Metropolitan route in the City of Johannesburg, South Africa

The M99 is a short metropolitan route in Greater Johannesburg, South Africa. For its entire route, it parallels the R24 highway (Albertina Sisulu Freeway) in the City of Ekurhuleni Metropolitan Municipality.

== Route ==
The M99 begins at a junction with the M57 road (Pretoria Road) near O. R. Tambo International Airport in the southern part of Kempton Park. It begins by going eastwards towards the airport and at the next junction, the M99 turns north, then west, via a left turn to pass under the M57 and head westwards.

It heads west-south-west as Electron Avenue, parallel to the R24 highway (Albertina Sisulu Freeway), to form the northern border of the southernmost suburb of Kempton Park (Isando Industrial Area) and reach a junction with the M39 road (Isando Road). Shortly after, it reaches a junction with the M59 road (Lazarus Mawela Road).
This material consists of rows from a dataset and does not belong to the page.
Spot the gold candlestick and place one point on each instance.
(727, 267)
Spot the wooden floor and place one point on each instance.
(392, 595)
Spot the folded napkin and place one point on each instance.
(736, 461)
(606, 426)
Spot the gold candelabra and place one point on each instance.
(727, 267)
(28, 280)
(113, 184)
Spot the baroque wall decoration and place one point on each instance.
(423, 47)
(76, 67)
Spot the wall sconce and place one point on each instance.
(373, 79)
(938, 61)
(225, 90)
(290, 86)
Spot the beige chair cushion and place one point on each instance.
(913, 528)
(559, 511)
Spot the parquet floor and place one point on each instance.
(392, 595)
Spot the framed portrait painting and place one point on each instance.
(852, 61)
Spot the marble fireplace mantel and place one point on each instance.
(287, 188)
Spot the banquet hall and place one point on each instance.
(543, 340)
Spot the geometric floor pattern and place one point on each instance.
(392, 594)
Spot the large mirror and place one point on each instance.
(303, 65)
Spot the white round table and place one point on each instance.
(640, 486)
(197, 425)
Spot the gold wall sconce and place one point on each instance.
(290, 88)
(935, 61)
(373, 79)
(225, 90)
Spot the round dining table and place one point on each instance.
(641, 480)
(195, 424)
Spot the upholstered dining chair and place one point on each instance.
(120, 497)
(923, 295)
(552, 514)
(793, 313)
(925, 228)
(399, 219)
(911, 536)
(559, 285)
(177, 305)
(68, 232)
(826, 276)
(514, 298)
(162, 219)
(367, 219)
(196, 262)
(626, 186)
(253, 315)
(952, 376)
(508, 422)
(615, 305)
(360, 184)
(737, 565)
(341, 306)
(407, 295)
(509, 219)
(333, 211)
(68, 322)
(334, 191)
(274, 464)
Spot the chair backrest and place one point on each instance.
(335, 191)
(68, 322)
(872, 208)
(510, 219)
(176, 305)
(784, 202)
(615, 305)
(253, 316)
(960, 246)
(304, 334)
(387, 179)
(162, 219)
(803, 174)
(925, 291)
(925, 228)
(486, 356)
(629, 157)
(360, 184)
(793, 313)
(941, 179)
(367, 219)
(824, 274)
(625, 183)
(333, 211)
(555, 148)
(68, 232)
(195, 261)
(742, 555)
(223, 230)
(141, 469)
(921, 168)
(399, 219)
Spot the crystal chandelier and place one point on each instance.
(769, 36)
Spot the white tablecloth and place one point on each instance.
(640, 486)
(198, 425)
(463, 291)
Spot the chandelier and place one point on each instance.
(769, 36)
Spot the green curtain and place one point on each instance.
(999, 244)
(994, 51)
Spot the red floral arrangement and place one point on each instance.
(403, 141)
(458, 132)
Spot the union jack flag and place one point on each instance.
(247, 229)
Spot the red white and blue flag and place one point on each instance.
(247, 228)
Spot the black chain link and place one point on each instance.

The M99 continues west-south-west as Herman Street, still parallel to the R24, to pass north of some of the northern suburbs of Germiston (Klopper Park and Meadowdale) before entering the suburb of Meadowbrook at the north-eastern corner of Bedfordview (just south of Edenvale), where it reaches its end at a junction with the M37 road (Lungile Mtshali Road).